Legumes are a rich source of protein and are a staple food in India and in the Middle East. They are classified as lentils, beans, or peas, and all of them are basically seeds from specific plants. Varieties of dal (also called dahl), often mentioned in ayurvedic cooking, are legumes.
A look at versatile legumes from the viewpoint of Ayurveda, the ancient system of holistic healing from India
There are innumerable varieties of legumes grown in different parts of the world, and they come in various shapes, sizes and colors. They have been in cultivation for thousands of years. There are tropical or warm-region legumes and temperate or cool-region legumes. In many parts of the world legumes are considered extremely valuable dietary additions because they constitute relatively inexpensive sources of nutrition- they are generally high in complex carbohydrates, protein and fiber, and relatively low on fat. Not only are legumes highly nutritious, they are very versatile, lending themselves to all kinds of dishes and combining marvelously with grains, vegetables and spices. Best of all, they taste delicious, with a buttery texture and subtly nutty flavor.
Vegetables in Ayurvedic Nutrition
According to ayurveda, it is important to aim for dietary balance by including all six tastes-sweet, sour, salty, pungent, bitter and astringent-in every main meal. Legumes contribute the astringent taste. They help build the seven types of body tissue, especially muscle tissue, which makes them especially important for individuals on a vegetarian diet.

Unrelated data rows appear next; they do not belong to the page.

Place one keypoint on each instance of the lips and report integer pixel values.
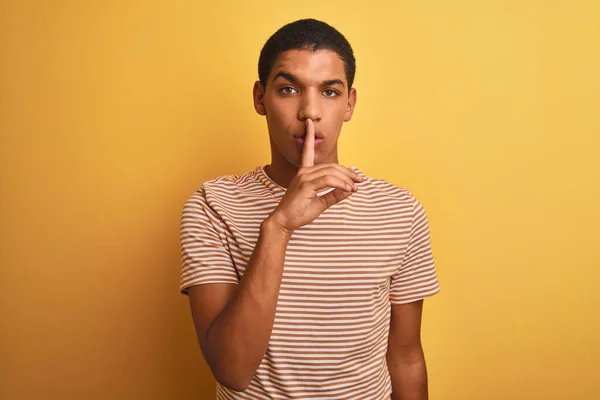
(318, 135)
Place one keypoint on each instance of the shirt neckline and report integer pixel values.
(277, 188)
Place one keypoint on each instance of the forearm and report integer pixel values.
(238, 338)
(408, 373)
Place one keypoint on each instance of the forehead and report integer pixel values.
(310, 66)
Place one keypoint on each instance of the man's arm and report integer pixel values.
(234, 322)
(405, 358)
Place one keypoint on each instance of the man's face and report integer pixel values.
(304, 85)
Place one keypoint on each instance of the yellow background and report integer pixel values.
(113, 112)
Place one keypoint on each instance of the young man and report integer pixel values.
(306, 279)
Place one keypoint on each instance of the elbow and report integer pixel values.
(239, 387)
(231, 379)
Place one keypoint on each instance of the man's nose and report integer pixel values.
(310, 106)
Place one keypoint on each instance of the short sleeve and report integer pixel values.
(417, 277)
(205, 257)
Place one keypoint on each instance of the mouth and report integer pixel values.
(300, 140)
(318, 136)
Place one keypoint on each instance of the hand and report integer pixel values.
(300, 205)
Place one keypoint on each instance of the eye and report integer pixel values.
(288, 90)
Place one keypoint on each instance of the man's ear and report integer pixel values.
(259, 98)
(351, 105)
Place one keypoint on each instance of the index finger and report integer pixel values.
(308, 150)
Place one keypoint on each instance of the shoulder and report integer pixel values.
(229, 189)
(380, 189)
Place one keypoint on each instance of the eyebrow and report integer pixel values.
(293, 79)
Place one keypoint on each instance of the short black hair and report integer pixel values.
(306, 34)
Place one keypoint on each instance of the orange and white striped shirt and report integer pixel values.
(342, 272)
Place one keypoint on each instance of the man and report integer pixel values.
(305, 278)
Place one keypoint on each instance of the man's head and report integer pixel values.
(306, 70)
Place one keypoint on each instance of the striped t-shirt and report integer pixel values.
(342, 272)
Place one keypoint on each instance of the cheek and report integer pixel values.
(280, 115)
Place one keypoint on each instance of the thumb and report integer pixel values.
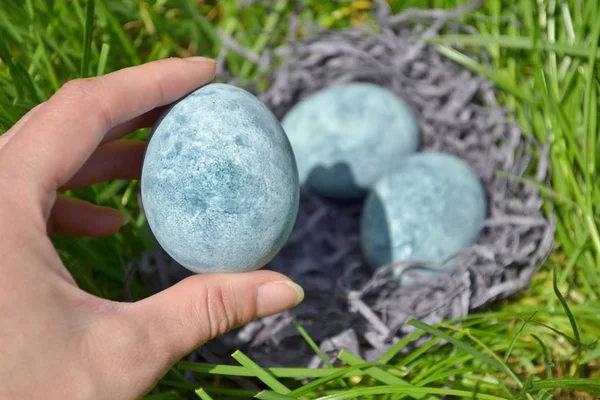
(167, 326)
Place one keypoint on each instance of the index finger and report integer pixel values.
(51, 147)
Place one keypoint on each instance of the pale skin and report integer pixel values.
(57, 341)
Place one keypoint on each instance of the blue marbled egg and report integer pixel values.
(347, 137)
(428, 210)
(219, 182)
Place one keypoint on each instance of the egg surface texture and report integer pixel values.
(429, 209)
(347, 137)
(219, 181)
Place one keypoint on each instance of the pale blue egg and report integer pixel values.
(219, 182)
(428, 210)
(347, 137)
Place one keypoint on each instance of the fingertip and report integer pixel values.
(275, 297)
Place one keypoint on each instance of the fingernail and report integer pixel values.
(274, 297)
(126, 219)
(200, 59)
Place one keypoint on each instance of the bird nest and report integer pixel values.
(346, 305)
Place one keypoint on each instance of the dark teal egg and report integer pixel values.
(347, 137)
(219, 181)
(429, 209)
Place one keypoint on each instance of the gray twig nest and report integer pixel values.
(346, 306)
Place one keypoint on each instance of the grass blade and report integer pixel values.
(203, 395)
(582, 384)
(565, 306)
(87, 37)
(266, 395)
(260, 373)
(461, 345)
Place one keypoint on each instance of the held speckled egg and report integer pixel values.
(428, 210)
(347, 137)
(219, 181)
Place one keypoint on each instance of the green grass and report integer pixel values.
(543, 57)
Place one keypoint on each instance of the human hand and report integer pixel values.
(57, 341)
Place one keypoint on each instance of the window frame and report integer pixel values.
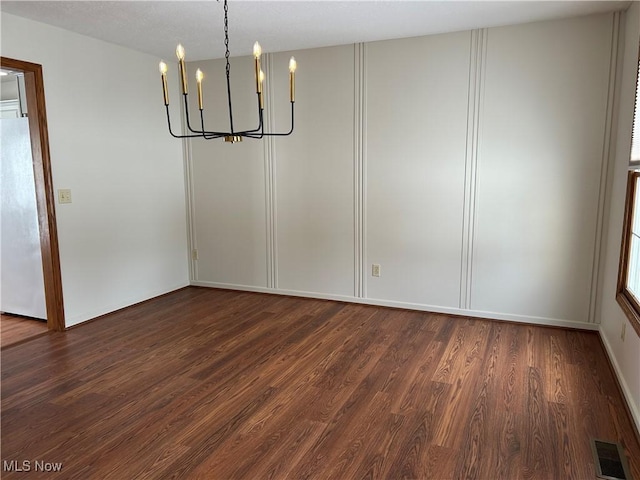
(629, 303)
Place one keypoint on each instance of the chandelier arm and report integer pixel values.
(171, 131)
(284, 134)
(207, 134)
(260, 127)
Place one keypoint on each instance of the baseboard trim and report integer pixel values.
(97, 314)
(633, 411)
(551, 322)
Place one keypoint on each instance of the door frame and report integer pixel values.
(45, 198)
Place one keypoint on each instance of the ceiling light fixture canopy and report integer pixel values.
(232, 135)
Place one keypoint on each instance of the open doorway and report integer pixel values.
(44, 196)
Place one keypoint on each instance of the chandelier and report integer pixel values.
(232, 135)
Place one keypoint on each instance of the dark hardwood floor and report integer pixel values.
(15, 329)
(217, 384)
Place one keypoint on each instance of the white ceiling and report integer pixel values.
(156, 27)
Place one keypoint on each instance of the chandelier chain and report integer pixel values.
(226, 36)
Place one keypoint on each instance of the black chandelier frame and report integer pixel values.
(231, 136)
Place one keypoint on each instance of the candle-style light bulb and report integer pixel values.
(163, 75)
(183, 69)
(180, 52)
(292, 79)
(257, 50)
(260, 82)
(199, 77)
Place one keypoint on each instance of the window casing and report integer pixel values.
(628, 294)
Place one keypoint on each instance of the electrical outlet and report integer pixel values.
(64, 195)
(375, 270)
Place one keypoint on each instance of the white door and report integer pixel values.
(21, 280)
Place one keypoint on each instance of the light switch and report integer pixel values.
(64, 195)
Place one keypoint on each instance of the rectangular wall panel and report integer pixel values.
(416, 133)
(314, 172)
(539, 167)
(228, 181)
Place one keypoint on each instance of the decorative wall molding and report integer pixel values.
(606, 173)
(270, 179)
(461, 303)
(359, 171)
(477, 54)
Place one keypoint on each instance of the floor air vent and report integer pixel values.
(611, 463)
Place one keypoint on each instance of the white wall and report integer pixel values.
(625, 354)
(468, 165)
(416, 132)
(539, 167)
(123, 239)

In ayurvedic nutrition, they are often a part of every meal of the day. They are also used to make desserts and snacks. Vegetarian protein from legumes requires a well-stoked digestive fire to digest, and individuals new to legumes will find it very helpful to use spices that help digestion such as asafetida, cumin seeds, fresh ginger, and black pepper. Adding these spices to legume dishes will help to reduce any side effect, such as bloating or gas, that beans are often associated with. It is also advisable to add legumes gradually to your diet if they are new additions to your diet. With regular intake, your body will adapt to them and enable you to digest them better and better. You can slowly increase your intake over time to levels that are comfortable for you.
The easiest to digest of all the beans is yellow split mung dal. Yellow mung beans are green mung beans that have been hulled and split. This dal helps to balance all three ayurvedic doshas or mind/body constitutions-Vata, Pitta and Kapha-and is the quickest cooking of all the dals. It takes only 20 minutes to cook without any soaking time. When cooked, mung dal takes on the consistency of porridge. This dal is praised in ayurvedic texts for its nutritional value and ease of digestion. Be sure to properly rinse the beans with water before you use them and look out for small pebbles or twigs.
There are three basic ways to prepare and use legumes:
- Legumes are soaked in water overnight and then cooked the next day by being boiled in water. Spices can be added while cooking or a spiced Ghee (clarified butter) mixture can be added after cooking.
- Vegetables and grains may be added while cooking to create hearty stews. These can be poured over rice or used for dipping flat breads such as Indian chapati bread or Middle Eastern pita bread.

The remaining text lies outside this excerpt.